Sunday November 23, 2014

Not time for supply mangement sacrifice


I recently read an opinion piece suggesting Canada’s supply-managed systems should go.

The main selling point of that idea is not a new one.

There is a belief among some that Canada could sacrifice its supply-managed sectors, poultry and dairy primarily, and by so doing the doors of trade access would swing open to international markets for a broader range of Canadian farm production.

In the process the Canadian poultry and dairy sectors might well take a major mauling, but those suggesting the change point out 90 per cent of Canadian farmers rely on export sales for their production, so the sacrifice of a few is justified for the good of the more.

That thinking has always been one which escapes me, perhaps because I grew up in Saskatchewan once the bastion of socialism in this country, maybe because I’ve realized that even the few need to have their needs addressed among the many.

The dairy and poultry systems, and their quota-based production limits are an interesting sector of farming, a sector which is almost an anomaly in agriculture. That anomaly is that for the most part you rarely hear farmers in those sectors complaining about things.

While they might well believe they should have a bit more quota, or wish their margins were better, they have what many producers have wished for in the past, a system which is based at least in principle on recovering a producer’s cost-of-production.

We haven’t heard that lament the last few years from grain and oilseed producers because prices have taken care of things.

But it wasn’t that long ago farmers gathered in town halls all over the Prairies talking about the government coming up with some relief system more closely tied to a cost-of-production.

If anyone thinks the days of general farm losses won’t come again they might want to talk to sheep producers who have seen their good prices of the last couple of years evaporate this spring.

The other thing supply management does is create a system where consumers actually pay a price for what they eat more closely tied to production costs on a Canadian farm.

There are those who argue milk and eggs and chicken would be cheaper if supply management was dismantled.

If that means chicken and milk from Mexico I’m not impressed with the idea. If we pay a little more to assure we have milk produced under Canadian regulations and in our country, it’s a good thing.

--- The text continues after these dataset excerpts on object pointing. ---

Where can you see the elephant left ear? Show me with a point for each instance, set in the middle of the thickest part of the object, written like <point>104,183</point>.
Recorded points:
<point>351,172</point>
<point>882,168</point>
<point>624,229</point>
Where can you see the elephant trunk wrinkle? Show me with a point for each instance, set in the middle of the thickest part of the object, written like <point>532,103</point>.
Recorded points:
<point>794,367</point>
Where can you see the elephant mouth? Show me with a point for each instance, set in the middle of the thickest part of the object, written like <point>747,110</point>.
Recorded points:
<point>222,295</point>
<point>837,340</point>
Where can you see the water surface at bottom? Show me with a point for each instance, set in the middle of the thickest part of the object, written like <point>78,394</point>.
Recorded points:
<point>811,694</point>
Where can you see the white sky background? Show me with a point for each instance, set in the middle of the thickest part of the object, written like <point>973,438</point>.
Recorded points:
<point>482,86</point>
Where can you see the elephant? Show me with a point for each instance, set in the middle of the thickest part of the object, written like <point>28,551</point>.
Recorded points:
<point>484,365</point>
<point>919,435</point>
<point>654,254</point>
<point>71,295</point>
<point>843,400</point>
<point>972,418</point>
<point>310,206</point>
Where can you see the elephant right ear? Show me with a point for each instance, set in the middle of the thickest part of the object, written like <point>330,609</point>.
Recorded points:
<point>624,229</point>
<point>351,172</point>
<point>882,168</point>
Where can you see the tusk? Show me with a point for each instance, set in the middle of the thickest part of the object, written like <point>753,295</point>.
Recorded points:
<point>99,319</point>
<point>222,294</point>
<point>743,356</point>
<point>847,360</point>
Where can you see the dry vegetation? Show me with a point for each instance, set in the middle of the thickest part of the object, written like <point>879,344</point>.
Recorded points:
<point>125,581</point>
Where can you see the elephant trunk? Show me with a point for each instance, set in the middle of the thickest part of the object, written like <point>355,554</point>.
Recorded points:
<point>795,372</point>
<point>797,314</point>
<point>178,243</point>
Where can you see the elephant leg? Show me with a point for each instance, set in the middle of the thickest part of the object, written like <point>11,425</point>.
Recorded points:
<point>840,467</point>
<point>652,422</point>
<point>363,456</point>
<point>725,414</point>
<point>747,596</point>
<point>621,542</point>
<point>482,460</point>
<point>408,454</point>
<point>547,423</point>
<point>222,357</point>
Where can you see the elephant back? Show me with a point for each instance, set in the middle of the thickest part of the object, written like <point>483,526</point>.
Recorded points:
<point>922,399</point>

And in general the idea of consumers paying more is not a bad thing. The food in a grocery bag is still reasonably-priced. Take out all the non-food items we now buy at a grocery store, from laundry detergent to shoe polish, and the ‘grocery bill’ price looks far better.

Is supply-management ideal?

Of course not, but the dairy and poultry sectors have fared better in recent years than the hog sector which has been battered to the point the sector’s future was/is in question.

So talk of dismantling the sectors on a hope of market access and limited consumer price relief just doesn’t make sense to me.

Calvin Daniels is Assistant Editor with Yorkton This Week.